Jan 13, 2017 08:40 AM EST
How Teachers’ Expectations Affect Student Learning, According to Studies
A recent research suggests there is a wide disparity between the students' and teachers' perception of their performance as well as their own expectations when it comes to learning.
In a study conducted by Aarhus University in Denmark which involved 1,400 undergraduates, 72 percent of them said that they were "prepared" for class, reported Times Higher Education. However, when their teachers were asked about these same students, most of them disagreed and only 43 percent felt that they could agree with the statement.

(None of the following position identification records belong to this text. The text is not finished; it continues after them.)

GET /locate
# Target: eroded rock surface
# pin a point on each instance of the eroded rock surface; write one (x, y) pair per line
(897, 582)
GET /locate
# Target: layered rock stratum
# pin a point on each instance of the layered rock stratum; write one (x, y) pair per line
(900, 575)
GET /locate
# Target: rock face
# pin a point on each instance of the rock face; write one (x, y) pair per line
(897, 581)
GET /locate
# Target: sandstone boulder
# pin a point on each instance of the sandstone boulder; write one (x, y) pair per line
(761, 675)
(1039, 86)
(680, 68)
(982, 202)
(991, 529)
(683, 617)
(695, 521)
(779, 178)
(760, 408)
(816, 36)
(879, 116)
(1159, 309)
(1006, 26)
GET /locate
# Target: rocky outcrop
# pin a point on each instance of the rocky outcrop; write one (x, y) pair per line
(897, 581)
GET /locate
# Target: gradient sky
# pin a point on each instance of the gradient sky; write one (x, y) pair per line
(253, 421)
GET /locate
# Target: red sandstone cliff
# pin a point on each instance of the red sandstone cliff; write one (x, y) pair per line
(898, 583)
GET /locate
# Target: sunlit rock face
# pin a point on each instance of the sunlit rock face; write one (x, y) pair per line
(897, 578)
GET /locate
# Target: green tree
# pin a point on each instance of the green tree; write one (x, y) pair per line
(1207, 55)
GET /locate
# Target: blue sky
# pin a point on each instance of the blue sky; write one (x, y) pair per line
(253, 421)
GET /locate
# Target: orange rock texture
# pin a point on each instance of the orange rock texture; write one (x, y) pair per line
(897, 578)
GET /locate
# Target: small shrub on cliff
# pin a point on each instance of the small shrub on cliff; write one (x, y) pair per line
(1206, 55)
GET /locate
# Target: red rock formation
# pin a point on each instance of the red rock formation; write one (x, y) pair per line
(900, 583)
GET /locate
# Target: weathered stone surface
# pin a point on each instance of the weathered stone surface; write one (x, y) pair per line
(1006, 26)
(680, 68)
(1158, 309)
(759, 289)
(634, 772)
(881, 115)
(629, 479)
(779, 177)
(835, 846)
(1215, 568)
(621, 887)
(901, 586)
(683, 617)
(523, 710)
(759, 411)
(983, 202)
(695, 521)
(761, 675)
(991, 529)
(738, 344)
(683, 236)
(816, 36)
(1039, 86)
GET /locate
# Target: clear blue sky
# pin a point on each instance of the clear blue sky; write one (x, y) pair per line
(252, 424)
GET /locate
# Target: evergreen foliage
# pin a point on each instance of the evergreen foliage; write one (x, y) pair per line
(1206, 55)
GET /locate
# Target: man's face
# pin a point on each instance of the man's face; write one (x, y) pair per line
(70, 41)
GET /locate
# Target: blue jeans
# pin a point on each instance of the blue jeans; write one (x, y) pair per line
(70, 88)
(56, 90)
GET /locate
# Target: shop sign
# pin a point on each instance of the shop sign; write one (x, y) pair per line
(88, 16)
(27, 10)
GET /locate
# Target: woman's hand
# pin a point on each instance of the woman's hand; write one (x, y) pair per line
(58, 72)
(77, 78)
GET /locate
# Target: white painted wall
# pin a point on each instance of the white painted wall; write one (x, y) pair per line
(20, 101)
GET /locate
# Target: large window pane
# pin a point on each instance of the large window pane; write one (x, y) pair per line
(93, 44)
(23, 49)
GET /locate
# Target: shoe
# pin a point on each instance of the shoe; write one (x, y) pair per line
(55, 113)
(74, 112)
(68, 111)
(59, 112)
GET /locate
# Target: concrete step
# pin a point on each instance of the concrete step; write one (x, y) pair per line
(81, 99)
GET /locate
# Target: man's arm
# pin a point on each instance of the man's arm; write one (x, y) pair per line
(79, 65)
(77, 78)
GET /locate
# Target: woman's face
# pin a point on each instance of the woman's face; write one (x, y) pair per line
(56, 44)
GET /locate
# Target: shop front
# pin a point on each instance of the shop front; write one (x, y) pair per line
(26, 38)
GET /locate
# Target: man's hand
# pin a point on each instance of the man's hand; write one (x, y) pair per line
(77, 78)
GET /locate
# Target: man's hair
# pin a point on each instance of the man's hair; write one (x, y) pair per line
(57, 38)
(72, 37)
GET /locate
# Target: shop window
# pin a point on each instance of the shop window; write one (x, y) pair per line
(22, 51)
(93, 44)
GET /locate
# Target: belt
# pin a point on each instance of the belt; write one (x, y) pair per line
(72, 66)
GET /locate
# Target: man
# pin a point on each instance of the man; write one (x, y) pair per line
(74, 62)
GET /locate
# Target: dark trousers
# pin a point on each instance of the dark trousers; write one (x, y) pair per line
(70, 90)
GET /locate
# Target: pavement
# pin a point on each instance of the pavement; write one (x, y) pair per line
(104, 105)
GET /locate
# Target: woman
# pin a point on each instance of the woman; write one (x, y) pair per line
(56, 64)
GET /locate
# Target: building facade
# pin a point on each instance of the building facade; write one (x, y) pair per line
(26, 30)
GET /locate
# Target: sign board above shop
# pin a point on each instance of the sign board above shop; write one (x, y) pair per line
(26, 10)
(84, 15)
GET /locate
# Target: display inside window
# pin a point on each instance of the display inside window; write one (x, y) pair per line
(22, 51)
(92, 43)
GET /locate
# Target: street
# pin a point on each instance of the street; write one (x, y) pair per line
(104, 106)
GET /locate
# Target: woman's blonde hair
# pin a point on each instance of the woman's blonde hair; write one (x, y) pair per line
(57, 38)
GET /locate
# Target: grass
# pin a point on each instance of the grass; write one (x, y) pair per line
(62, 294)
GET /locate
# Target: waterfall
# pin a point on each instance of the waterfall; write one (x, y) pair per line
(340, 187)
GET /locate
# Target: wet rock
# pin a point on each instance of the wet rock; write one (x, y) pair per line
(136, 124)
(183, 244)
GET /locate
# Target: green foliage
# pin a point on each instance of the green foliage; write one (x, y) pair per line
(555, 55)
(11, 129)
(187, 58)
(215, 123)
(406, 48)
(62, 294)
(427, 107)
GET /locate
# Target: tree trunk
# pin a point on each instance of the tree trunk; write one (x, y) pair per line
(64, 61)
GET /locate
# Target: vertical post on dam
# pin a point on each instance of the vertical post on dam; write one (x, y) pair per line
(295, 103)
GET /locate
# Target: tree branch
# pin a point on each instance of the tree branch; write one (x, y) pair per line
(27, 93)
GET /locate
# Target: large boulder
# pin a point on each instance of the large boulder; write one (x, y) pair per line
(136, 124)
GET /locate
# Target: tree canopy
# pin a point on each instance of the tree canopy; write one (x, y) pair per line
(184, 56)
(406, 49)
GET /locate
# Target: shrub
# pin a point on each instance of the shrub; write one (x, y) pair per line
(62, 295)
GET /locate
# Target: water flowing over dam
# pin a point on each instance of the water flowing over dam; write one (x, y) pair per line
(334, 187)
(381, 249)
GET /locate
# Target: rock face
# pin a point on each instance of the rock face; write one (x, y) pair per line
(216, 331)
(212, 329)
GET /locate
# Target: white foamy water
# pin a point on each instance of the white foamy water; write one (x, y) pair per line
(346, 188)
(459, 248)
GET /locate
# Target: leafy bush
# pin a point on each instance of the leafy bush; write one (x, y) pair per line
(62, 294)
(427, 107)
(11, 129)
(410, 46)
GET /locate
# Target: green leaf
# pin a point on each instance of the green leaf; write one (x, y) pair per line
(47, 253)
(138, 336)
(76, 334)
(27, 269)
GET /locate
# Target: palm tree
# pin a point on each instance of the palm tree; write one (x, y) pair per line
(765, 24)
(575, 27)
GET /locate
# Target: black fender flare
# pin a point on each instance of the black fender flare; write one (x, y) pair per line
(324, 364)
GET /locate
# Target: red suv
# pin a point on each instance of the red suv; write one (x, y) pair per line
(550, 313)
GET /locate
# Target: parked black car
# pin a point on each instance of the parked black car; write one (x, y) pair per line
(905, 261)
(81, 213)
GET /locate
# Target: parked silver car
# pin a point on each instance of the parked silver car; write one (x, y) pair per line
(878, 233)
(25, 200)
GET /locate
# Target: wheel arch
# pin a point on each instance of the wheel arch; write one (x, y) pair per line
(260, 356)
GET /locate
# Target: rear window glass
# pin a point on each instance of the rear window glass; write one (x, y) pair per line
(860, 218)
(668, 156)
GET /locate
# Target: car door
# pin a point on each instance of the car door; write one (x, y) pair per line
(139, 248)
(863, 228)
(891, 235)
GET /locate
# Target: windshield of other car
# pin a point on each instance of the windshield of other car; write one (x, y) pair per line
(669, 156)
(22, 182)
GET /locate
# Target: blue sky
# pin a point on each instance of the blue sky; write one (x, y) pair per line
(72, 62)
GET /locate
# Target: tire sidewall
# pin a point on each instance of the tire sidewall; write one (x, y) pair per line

According to Study International News, the study which was presented at the Society for Research into Higher Education's annual research conference and took place in Wales earlier this month, also found that only less than half of the 282 teachers surveyed agreed that their students submitted assignments that were worked thoroughly even when 83 percent of the total student respondents claimed their work was thorough.
Hanne Balsby Thingholm, the study's co-author and assistant professor in education at Aarhus' Centre for Teaching Development and Digital Media, said that most students think they are doing their work well but clearly, most of their teachers disagree.
She added that the huge gap between students' expectations and that of their teachers clearly shows that there is a lack of effective communication between educators and learners, and that teachers should be more explicit about their expectations from their students because students cannot just figure it out on their own.
Dr. Balsby Thingholm also believes that teachers need to think about what they teach but they should also determine if their students learn how to study. She also said that teachers should be able to discuss and not just formulate their learning goals to their students as this is one of way for students to understand what their lecturers want them to achieve and they can develop their own learning strategies.